Cinema has come a long way. Advancements such as computer-generated imagery, or CGI, have given filmmakers an opportunity to tell whatever stories they want on the big screen, no matter what limitations they previously faced. We live in an era where if a filmmaker sees it in his head, it can almost certainly be created. In the age of “Avatar,” the sky is the limit.
However, there is one exception. In one particular area, try as they might, the film industry can never seem to get it right. This, of course, is aging makeup. It is a strange cinematic landscape when James Cameron can create the planet Pandora out of thin air, yet filmmakers hit a wall whenever they attempt to make an actor look just 40 years older.
This has been a glaring problem forever, and it has reared its ugly head multiple times in 2011. The most-viewed example is undoubtedly the epilogue in “Harry Potter and the Deathly Hallows: Part 2,” in which the characters got together for a cringe-inducing sequence worthy of Internet fan fiction. Yet, this scene is not only distracting because of the material, which J.K. Rowling wrote herself, but also because the likes of Daniel Radcliffe, Rupert Grint, Emma Watson and company could not look less convincing as middle-aged parents. They look more like kids playing dress-up.
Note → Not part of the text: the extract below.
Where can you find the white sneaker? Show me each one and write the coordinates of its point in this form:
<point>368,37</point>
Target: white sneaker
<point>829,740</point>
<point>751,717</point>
The most recent example is the profoundly flawed biopic “J. Edgar,” in which Leonardo DiCaprio plays the eponymous director of the FBI at just about every point in his life. Much of the film takes place in Hoover’s old age, and as a result much of DiCaprio’s performance is hindered by extensive makeup.
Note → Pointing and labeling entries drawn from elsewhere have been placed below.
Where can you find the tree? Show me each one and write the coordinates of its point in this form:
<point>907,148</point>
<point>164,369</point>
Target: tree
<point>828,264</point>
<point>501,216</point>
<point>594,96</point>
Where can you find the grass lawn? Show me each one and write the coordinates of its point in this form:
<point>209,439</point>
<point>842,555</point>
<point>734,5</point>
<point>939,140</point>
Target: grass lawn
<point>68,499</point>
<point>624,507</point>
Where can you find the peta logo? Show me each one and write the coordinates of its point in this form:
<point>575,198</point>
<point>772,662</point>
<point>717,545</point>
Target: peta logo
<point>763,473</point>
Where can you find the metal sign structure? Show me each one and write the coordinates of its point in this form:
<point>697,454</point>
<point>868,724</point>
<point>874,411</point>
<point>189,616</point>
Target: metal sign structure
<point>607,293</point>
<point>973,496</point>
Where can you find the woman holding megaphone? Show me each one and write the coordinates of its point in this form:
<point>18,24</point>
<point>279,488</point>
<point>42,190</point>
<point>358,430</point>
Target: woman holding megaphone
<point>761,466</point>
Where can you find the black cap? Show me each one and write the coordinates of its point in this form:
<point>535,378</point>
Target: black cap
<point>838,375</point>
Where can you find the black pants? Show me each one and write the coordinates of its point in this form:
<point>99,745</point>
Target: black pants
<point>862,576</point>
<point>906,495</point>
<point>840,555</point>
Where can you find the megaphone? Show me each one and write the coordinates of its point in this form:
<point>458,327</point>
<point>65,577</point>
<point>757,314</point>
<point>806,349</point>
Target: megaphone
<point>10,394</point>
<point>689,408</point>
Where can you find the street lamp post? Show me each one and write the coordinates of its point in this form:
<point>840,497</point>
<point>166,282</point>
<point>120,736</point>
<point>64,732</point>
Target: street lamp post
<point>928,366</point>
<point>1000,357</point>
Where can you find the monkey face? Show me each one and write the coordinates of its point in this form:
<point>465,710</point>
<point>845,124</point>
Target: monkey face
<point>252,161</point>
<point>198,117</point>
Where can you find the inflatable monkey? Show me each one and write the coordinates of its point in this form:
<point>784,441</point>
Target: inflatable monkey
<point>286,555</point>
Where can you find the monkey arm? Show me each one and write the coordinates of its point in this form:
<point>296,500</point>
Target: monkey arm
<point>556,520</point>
This is a problem because in Hollywood, where movies are so intent on casting well-known celebrities, it ruins the illusion when the stars begin to look the slightest bit unnatural. Only when all the elements of the film work – the performance, the script and the direction – does the makeup have a chance to pass unnoticed. In the case of “J. Edgar,” it winds up just looking like DiCaprio with a wrinkly face and a fat suit.
One can go on and on about several examples of aging makeup falling flat, such as Al Pacino’s in “The Godfather: Part III” and just about everyone in the “Back to the Future” series. However, it is also important to remember an example when it actually worked: Charlie Kaufman’s “Synecdoche, New York.” In that film, which tells the story of theater director Caden Cotard’s struggle to balance his private life as he looks to launch a new play. Cotard is played by Philip Seymour Hoffman, and Hoffman’s makeup is applied slowly so that the change is more gradual. Thus, it is believable, though it also helps that the film’s execution was so darn brilliant.
If there’s a grand rule to be followed, it is that aging makeup should be avoided at all costs. It’s so nearly impossible to do well that it hardly ever seems worth all the trouble. If it absolutely must be done in order to effectively tell the story, then filmmakers need to remember that just a little can go a long way.